I realize that the optimal solution probably would have been to place this money in the market for 20 years, and pay as little as possible on the mortgage. That's not what I decided, but I'm ok with the fact that there are multiple paths to financial independence. These threads on paying off low rate mortgages are not something we all agree upon, but I'm ok with my balance sheet right now. I'll sleep like a baby in my house that I own. :wink:
+1

Good for you! We're working to do the same thing and should be mortgage free in about three years.

A very real benefit of having no mortgage is the usually big boost it provides to your cash flow. If you find yourself down the road either unemployed or underemployed and earning less than you do now, I would imagine that you would rather have no required monthly payment than a corresponding amount invested in stocks (because you wouldn't be likely to get much/any benefit by investing in bonds), which could be down 50% at the same time that you became unemployed or underemployed.

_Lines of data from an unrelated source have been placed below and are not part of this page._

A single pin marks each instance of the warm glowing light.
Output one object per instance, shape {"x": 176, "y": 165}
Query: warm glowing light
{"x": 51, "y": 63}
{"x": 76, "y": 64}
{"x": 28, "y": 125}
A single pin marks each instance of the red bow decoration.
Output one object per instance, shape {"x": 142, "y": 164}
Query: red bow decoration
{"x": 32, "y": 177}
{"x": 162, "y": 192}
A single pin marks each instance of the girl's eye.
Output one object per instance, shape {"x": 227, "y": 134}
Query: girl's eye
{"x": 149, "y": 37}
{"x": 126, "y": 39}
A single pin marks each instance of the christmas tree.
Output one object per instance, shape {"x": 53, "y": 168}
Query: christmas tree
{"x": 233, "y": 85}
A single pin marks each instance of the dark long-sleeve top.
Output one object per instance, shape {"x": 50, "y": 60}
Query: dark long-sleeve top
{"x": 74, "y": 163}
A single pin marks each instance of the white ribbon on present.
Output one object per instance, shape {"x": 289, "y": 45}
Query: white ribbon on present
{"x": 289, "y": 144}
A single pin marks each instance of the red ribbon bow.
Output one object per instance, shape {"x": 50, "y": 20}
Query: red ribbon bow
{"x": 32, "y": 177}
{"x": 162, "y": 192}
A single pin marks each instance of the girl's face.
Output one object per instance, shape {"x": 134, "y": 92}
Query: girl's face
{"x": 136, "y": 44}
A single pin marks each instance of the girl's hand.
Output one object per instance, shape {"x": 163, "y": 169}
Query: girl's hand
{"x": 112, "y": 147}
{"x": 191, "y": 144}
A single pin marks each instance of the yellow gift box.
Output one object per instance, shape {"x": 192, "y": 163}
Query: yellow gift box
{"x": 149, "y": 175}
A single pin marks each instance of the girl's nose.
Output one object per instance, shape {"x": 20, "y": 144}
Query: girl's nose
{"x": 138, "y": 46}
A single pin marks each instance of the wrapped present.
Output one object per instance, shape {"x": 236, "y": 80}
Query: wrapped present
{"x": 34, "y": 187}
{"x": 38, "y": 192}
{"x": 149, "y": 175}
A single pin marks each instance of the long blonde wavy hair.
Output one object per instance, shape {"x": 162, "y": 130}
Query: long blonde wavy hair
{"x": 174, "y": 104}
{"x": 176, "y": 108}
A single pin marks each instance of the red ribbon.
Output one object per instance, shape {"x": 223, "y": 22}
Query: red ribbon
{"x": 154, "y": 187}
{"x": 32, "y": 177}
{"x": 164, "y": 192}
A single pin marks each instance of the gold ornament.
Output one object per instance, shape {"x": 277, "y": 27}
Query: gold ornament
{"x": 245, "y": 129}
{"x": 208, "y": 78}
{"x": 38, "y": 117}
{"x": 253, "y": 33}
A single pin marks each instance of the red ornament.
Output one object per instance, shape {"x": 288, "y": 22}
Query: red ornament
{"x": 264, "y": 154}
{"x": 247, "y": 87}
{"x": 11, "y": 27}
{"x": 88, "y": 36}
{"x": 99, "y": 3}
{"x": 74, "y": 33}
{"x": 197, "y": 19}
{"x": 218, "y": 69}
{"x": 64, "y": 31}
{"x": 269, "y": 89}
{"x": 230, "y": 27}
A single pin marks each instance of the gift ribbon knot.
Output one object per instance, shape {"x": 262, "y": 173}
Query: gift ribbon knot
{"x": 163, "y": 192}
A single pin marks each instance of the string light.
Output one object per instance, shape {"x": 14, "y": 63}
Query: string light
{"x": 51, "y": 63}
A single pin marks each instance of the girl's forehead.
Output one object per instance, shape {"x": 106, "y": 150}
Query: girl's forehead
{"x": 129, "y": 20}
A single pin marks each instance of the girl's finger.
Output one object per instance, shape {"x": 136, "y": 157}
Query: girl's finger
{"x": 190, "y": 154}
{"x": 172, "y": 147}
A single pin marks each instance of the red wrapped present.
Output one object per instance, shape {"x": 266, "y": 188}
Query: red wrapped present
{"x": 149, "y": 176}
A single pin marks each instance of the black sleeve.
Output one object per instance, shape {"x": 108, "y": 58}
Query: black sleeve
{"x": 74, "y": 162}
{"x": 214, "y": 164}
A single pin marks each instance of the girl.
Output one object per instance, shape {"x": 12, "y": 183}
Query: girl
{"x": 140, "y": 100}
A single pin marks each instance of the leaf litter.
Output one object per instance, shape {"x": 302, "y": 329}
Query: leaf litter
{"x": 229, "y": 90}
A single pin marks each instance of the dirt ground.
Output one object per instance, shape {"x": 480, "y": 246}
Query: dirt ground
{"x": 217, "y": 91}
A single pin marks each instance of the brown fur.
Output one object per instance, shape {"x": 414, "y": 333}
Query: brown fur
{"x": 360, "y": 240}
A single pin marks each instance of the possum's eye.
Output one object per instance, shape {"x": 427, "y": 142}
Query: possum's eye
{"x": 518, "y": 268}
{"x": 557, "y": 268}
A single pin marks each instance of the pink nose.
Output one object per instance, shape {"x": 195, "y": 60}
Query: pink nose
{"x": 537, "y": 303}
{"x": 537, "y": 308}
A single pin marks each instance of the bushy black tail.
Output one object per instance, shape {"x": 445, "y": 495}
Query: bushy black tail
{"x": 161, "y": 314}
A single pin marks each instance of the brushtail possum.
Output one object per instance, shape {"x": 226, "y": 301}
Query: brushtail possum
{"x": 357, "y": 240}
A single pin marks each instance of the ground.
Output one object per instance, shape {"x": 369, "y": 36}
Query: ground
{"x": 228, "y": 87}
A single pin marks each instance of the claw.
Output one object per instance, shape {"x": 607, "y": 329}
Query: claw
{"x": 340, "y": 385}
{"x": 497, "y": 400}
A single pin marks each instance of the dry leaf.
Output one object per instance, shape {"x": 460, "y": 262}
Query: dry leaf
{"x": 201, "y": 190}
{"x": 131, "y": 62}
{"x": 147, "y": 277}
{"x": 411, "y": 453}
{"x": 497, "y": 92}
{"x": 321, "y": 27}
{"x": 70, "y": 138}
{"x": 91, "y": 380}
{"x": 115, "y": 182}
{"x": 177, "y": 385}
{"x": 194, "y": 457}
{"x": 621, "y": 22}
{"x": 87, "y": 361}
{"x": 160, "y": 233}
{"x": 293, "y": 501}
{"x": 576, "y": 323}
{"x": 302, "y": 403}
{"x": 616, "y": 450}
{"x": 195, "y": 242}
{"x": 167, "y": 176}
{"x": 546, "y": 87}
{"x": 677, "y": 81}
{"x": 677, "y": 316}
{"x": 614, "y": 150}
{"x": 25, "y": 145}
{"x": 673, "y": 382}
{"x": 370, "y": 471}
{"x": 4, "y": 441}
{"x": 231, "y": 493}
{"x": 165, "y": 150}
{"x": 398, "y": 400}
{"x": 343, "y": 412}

I've only heard of a couple of people who paid their mortgage off early and questioned it at all afterward.
“It's a dangerous business, Frodo, going out your door. You step onto the road, and if you don't keep your feet, there's no knowing where you might be swept off to.” J.R.R. Tolkien,The Lord of the Rings

sport
Posts: 6127
Joined: Tue Feb 27, 2007 3:26 pm
Location: Cleveland, OH

Re: Looking to payoff mortgage

Post by sport » Sun Nov 19, 2017 1:01 am

Most of this discussion does not consider long term possibilities. A mortgage is a long term arrangement. We know what interest rates are now, but what will they be in 5 or 10 years? Here is my real life experience from a long time ago: I had a 6.75% mortgage that was a good rate at the time. At one point during the 20 year life of that loan, my money market fund was paying me 18%. My bank offered to lend me additional money at the bargain rate of only 14% if I would refinance that loan. I was very happy to have that mortgage and, of course, had no thoughts of paying it off early. Will that sort of situation occur going forward? Maybe yes, maybe no. So, if I had a mortgage with a nice low rate, I would consider it a hedge against rising interest rates. I also could probably invest the money and have gains in excess of the mortgage rate. I always felt that having the money to pay off the loan was just as good as actually paying it off, plus I had the liquidity. It worked out just fine for me.